In Sailing out of Darkness, the female protagonist longs for something, anything that will validate her after her husband leaves. She’s propelled into such an emotional wasteland that she becomes vulnerable to what seems a safe friendship.
It isn’t. And so she flees to Italy, but the repercussions of her actions continue to affect her and others—as consequences are wont to do.
After my divorce, hurting women seemed to flock to my vicinity. (Either that, or suddenly husbands in the church were leaving in droves.) These were abandoned women, angry women, women searching for love in the wrong places. I wasn’t in any shape to minister to them as I too was struggling at the cross, but that period helped me understand how woefully ignorant and unprepared many church goers are when it comes to hearing the cries of the hurting. I know of two women (to whom I dedicated the book) who actually killed themselves because no one listened or reached out a hand when they needed it.
God often uses our stories to teach us when we’re writing them. What did you learn (about life, faith, and/or even yourself) in the process of writing this book?
The process of divorce and healing taught me about grace in a way that I’d never fully internalized. I’d ministered and counseled for years about the Love of God. I’d preached and written about it, but part of me, the part that needed healing, still held on to the idea that I had to be perfect to be loved by God and by man. I knew better, but the heart and the head weren’t working well together, especially during my years of living with an alcoholic husband and during divorce recovery. As I wrote about Sam’s guilt and helped her find peace, I think new pieces slid into place for me as well. Nothing, absolutely nothing, can separate us from the love of God. And that’s probably the most powerful message we have to share with this hurting world.
A few fun questions…
When the words aren’t flowing—or when you want to celebrate if they are—what is your favorite comfort food and why?
Oh, chocolate. Definitely, but I’m a very disciplined chocolate eater, so each bite lasts. The darker the chocolate, the better, and a chocolate truffle or a flourless dark chocolate torte that slides over the tongue with all its rich sweetness awakens my pleasure senses better than any other food.
This website features musicians as well as writers. Do you have musical, as well as literary, talent?
Oh, honey, don’t I wish. I can’t carry a tune to save my life. But I still sing when I’m alone—and to babies and the dying. I look forward to having a voice that pleases the ear when I reach eternity!

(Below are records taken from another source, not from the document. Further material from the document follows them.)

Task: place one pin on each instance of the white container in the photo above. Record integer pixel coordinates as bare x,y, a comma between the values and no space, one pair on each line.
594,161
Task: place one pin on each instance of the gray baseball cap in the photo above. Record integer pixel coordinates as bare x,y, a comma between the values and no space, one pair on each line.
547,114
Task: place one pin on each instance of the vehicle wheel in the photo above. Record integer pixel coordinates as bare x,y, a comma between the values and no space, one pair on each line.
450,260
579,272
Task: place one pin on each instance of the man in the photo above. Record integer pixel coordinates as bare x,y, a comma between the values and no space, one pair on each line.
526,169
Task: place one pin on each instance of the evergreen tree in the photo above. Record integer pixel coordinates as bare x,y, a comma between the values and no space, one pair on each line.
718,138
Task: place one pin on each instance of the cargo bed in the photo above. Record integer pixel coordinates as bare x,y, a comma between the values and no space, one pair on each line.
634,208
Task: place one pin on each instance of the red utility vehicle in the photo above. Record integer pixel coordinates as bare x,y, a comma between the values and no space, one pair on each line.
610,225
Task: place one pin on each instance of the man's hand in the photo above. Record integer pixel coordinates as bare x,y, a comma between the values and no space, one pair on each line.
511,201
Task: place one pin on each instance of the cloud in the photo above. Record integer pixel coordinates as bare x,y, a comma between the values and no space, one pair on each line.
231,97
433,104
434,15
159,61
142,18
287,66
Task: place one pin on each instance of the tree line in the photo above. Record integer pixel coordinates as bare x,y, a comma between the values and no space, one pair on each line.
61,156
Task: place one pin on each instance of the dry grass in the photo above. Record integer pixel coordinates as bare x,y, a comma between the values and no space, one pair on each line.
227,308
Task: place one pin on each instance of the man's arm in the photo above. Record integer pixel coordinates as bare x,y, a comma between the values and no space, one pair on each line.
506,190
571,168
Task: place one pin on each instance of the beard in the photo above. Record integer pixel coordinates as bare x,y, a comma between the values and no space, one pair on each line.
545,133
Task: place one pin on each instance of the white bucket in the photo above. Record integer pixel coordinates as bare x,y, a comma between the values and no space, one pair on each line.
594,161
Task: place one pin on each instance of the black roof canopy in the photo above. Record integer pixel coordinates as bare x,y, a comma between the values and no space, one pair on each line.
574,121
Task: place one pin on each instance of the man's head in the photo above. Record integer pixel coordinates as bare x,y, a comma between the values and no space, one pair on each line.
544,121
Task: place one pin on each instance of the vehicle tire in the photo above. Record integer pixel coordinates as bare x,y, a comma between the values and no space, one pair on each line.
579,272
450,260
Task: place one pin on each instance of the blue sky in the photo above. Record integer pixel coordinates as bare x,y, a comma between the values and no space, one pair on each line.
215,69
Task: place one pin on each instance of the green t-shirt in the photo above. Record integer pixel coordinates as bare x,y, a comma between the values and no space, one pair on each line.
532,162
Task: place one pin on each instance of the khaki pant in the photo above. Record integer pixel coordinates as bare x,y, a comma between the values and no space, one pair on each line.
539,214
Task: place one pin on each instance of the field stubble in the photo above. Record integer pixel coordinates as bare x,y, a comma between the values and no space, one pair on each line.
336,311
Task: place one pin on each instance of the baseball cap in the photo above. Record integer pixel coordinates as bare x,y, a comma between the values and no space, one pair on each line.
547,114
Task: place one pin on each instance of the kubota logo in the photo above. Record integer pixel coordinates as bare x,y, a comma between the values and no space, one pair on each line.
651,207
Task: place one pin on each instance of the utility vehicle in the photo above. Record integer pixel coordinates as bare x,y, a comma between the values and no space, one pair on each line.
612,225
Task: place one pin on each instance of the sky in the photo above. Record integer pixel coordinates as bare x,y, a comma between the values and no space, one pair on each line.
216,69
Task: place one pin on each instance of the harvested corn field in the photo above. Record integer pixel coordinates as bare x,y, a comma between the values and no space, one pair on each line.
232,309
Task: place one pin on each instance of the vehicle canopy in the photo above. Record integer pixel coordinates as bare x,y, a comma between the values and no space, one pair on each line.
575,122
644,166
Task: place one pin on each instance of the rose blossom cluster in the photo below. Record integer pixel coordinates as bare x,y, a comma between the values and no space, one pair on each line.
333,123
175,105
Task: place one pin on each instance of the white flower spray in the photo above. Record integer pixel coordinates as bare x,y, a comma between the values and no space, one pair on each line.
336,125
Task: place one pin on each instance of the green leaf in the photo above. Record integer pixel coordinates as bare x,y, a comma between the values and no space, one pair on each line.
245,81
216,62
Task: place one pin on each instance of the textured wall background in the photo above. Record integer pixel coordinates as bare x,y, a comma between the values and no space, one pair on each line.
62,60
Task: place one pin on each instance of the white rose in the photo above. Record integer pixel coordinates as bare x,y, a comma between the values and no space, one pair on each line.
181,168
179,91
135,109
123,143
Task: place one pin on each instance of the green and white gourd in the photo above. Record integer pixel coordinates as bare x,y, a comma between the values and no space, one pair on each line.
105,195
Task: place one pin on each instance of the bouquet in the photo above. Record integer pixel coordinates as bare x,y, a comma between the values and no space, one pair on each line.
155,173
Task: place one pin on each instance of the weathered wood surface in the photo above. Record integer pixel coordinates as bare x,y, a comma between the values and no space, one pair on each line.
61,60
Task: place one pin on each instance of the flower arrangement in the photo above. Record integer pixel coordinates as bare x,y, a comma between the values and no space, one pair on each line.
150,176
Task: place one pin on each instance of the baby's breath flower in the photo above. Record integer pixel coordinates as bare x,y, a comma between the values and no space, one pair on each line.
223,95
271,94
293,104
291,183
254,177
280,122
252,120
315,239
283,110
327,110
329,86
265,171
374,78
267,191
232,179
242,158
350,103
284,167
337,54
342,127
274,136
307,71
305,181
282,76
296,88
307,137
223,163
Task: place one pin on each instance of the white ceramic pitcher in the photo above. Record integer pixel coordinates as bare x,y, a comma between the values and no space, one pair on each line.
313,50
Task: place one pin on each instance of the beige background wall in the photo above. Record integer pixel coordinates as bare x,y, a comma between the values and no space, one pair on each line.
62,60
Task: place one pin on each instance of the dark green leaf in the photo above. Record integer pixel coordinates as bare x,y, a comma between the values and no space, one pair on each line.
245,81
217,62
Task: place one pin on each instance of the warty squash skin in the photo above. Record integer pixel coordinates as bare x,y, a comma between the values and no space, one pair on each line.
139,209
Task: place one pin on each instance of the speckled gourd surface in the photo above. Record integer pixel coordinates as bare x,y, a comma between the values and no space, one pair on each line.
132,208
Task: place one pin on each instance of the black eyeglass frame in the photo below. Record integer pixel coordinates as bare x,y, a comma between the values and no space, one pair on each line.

If you were a song, what kind of song would you be?
A worship song. Without a doubt, a melody lifted to the Lord.
In the story that is your life, are you the strong, female lead; the girl next door; the mysterious woman behind dark glasses; the super heroine; or the little girl trying to walk in high heels?
What a great question. At various times I’ve been all (except the little girl in the high heels—I was always tall enough without them—or the super heroine, unless you count rescuing the hurting in that definition. I’m definitely a rescuer.) In my teen years, I was the mystery woman/teen/iconoclast. As a mother, I had to be the strong female lead. But you left out the observer, the one who watches from a distance, the one who finds the world a fascinating place to study. My children often told me, “Mama, you’re staring again,” because it embarrassed them. As a sculptor, faces and figures fascinated me. I studied and memorized expressions, planes and angles, features, the positive and negative space around a person. As a writer, I stare and study because the world is populated with so many interesting folk, so many different attitudes, responses, ideas, reactions. I can’t help it!
I’m a dog lover. Please tell us about your pets, if any, or your favorite pet as a child.
My first dog (I was six) was killed by a car, and I never really had another pet until my ex-husband and I rescued various cats.
Thank you, Normandie! It’s a pleasure to have you as a guest at DivineDetour.